Fri, Jun 20, 2008 - Page 8 News List

Diaoyutai spat needs a pragmatic solution

By Chiang Shih-hsiung 江世雄

The sinking of a Taiwanese fishing boat off the Diaoyutai (釣魚台) islands is a litmus test for the future development of relations between Taiwan and Japan. It also gives China a chance to reassert its claim of sovereignty over Taiwan and the Diaoyutai islands.

After the incident, Chinese Foreign Ministry spokesman Qin Gang (秦剛) reiterated that the Diaoyutais are part of Chinese territory and demanded that the Japanese Coast Guard stop any illegal encroachment into Chinese territorial waters. This came at a time when Taiwan-China relations were firming following the inauguration of President Ma Ying-jeou (馬英九).

Every time such an incident happens, there is consensus that Taiwan and Japan should hasten to resolve the issue of fishing rights. The problem is how. Over the past dozen years, the two sides have held 15 meetings to discuss the issue without reaching any substantial agreement. The main reasons are as follows.

First, Beijing has intervened, saying Sino-Japanese fishery agreements already exist. In its view, as part of China, Taiwan is regulated by these. If Japan negotiates agreements unilaterally with Taiwan, it will violate the “one China” principle.

Second, Taiwan and Japan differ in their claims of jurisdiction over the disputed waters. One reason little progress has been made is neither side is willing to concede its own advocated temporary enforcement line and geographical central line. For Japan the central line principle is not only regulated in laws dealing with its exclusive economic zone but is also one of its main arguments for resisting Chinese oil exploration, making it unlikely that Japan will compromise on this issue.

Third, although Taiwan passed the Exclusive Economic Zone and the Continental Shelf of the Republic of China Act (專屬經濟海域及大陸礁層法) in 1998, the government has yet to declare the outer boundaries of the nation’s exclusive economic zone, hence Taiwan’s claim of sovereignty cannot be effectively addressed.

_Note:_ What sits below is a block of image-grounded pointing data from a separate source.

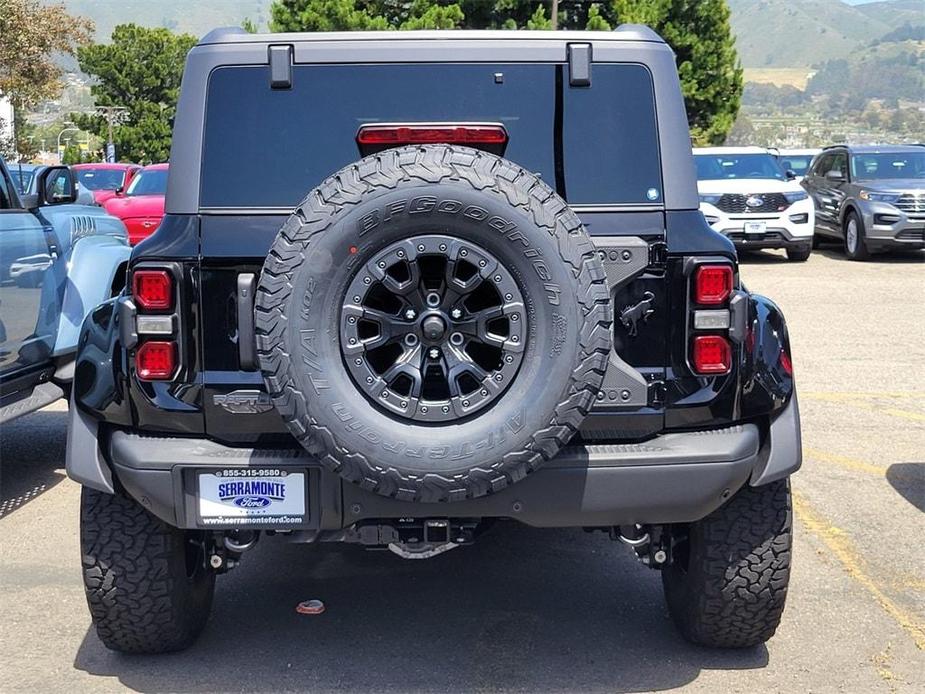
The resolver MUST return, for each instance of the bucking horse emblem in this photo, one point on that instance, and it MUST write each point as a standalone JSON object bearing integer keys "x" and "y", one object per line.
{"x": 631, "y": 315}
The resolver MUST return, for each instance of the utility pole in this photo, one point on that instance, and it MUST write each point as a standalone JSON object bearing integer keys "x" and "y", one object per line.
{"x": 114, "y": 115}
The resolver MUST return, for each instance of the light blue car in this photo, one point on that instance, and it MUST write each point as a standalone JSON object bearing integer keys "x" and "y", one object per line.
{"x": 58, "y": 261}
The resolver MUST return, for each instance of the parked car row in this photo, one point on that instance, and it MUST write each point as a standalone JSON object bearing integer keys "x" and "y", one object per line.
{"x": 59, "y": 260}
{"x": 130, "y": 192}
{"x": 869, "y": 198}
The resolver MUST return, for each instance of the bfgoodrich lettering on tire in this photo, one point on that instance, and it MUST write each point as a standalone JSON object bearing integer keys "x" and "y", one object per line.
{"x": 433, "y": 323}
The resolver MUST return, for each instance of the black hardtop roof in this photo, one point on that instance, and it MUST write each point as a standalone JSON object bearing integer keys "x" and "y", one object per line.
{"x": 876, "y": 149}
{"x": 625, "y": 32}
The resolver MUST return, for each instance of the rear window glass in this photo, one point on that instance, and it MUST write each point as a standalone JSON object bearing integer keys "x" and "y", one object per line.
{"x": 100, "y": 179}
{"x": 268, "y": 148}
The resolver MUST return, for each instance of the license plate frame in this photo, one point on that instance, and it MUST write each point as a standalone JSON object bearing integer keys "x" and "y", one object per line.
{"x": 268, "y": 497}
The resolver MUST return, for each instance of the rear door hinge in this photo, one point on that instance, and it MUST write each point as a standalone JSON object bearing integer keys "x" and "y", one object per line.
{"x": 658, "y": 392}
{"x": 658, "y": 254}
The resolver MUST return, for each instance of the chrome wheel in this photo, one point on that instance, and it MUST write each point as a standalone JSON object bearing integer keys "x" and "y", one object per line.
{"x": 433, "y": 328}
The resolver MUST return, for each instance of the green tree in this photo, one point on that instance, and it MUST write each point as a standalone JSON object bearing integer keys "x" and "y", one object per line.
{"x": 139, "y": 70}
{"x": 708, "y": 65}
{"x": 697, "y": 30}
{"x": 71, "y": 154}
{"x": 32, "y": 35}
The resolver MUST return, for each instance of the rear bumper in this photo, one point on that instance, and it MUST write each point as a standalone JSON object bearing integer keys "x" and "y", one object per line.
{"x": 673, "y": 478}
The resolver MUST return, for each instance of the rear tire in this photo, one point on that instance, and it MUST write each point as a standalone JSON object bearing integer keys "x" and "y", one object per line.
{"x": 798, "y": 255}
{"x": 728, "y": 583}
{"x": 147, "y": 584}
{"x": 855, "y": 245}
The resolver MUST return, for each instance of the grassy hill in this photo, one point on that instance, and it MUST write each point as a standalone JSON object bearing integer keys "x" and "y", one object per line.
{"x": 782, "y": 33}
{"x": 770, "y": 33}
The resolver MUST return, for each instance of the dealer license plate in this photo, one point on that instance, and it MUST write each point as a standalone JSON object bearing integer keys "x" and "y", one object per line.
{"x": 246, "y": 496}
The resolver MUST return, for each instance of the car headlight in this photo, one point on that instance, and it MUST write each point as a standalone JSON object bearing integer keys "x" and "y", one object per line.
{"x": 879, "y": 197}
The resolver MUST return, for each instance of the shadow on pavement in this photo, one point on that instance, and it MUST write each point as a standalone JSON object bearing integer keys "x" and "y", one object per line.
{"x": 31, "y": 452}
{"x": 909, "y": 480}
{"x": 523, "y": 609}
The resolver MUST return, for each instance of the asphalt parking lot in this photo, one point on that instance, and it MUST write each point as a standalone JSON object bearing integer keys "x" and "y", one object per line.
{"x": 531, "y": 610}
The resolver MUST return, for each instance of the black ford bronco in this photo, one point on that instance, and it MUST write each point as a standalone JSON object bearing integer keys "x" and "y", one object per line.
{"x": 412, "y": 284}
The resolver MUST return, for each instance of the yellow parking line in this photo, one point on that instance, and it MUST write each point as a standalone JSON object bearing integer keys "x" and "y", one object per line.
{"x": 844, "y": 461}
{"x": 840, "y": 545}
{"x": 905, "y": 414}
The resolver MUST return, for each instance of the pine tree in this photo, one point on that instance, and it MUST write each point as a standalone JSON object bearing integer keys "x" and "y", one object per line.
{"x": 697, "y": 30}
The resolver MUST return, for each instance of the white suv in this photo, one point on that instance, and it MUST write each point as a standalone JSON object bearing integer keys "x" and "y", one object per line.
{"x": 747, "y": 196}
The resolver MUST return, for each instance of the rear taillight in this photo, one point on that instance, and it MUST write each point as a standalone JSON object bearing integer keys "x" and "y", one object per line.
{"x": 711, "y": 354}
{"x": 712, "y": 284}
{"x": 152, "y": 290}
{"x": 710, "y": 319}
{"x": 156, "y": 360}
{"x": 489, "y": 136}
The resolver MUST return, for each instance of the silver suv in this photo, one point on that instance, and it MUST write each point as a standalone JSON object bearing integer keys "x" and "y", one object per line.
{"x": 871, "y": 197}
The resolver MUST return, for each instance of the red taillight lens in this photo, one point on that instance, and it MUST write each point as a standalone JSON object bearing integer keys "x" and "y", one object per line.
{"x": 712, "y": 284}
{"x": 152, "y": 289}
{"x": 712, "y": 354}
{"x": 422, "y": 134}
{"x": 156, "y": 361}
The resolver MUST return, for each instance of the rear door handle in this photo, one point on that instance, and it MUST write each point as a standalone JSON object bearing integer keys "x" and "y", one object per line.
{"x": 247, "y": 339}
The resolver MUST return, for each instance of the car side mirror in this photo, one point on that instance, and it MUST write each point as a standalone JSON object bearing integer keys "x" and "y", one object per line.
{"x": 57, "y": 186}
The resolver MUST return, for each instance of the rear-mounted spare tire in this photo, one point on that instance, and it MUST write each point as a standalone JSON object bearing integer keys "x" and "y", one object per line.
{"x": 433, "y": 323}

Whether the government can resolve these problems is key to a future resolution of the situation. However, the long-term outlook is not necessarily negative. Faced with Chinese interference, the Japanese government positioned fishery negotiations with Taiwan as non-state fishery agreements from the start and does not think they will affect relations with China. Whether Ma’s administration can handle the pressure from China’s “united front” strategy on this issue is another interesting issue.

In terms of the legal aspects of drawing boundaries, the government should behave as a sovereign state and issue an unambiguous proclamation of its outer boundaries of its exclusive economic zone. If it decides not to assert its claim because of concerns about pressure from neighboring countries, it will be restricting its own freedom. It stands to reason that a sovereign country defines the maritime area under its jurisdiction in accordance with the Law of the Sea. The opinions of other countries do not affect the legality of a country’s proclamation of maritime jurisdiction in itself, although this won’t stop dissent from other countries. The delimitation of overlapping boundaries should be resolved through peaceful consultation.

Furthermore, the 1997 Sino-Japanese fishery agreement set up a temporary co-management fishery zone between latitude 27ºN and 34.4ºN, which suggests that both sides have agreed to shelve disputes over sovereignty and restrict themselves to finding solutions to fishery issues.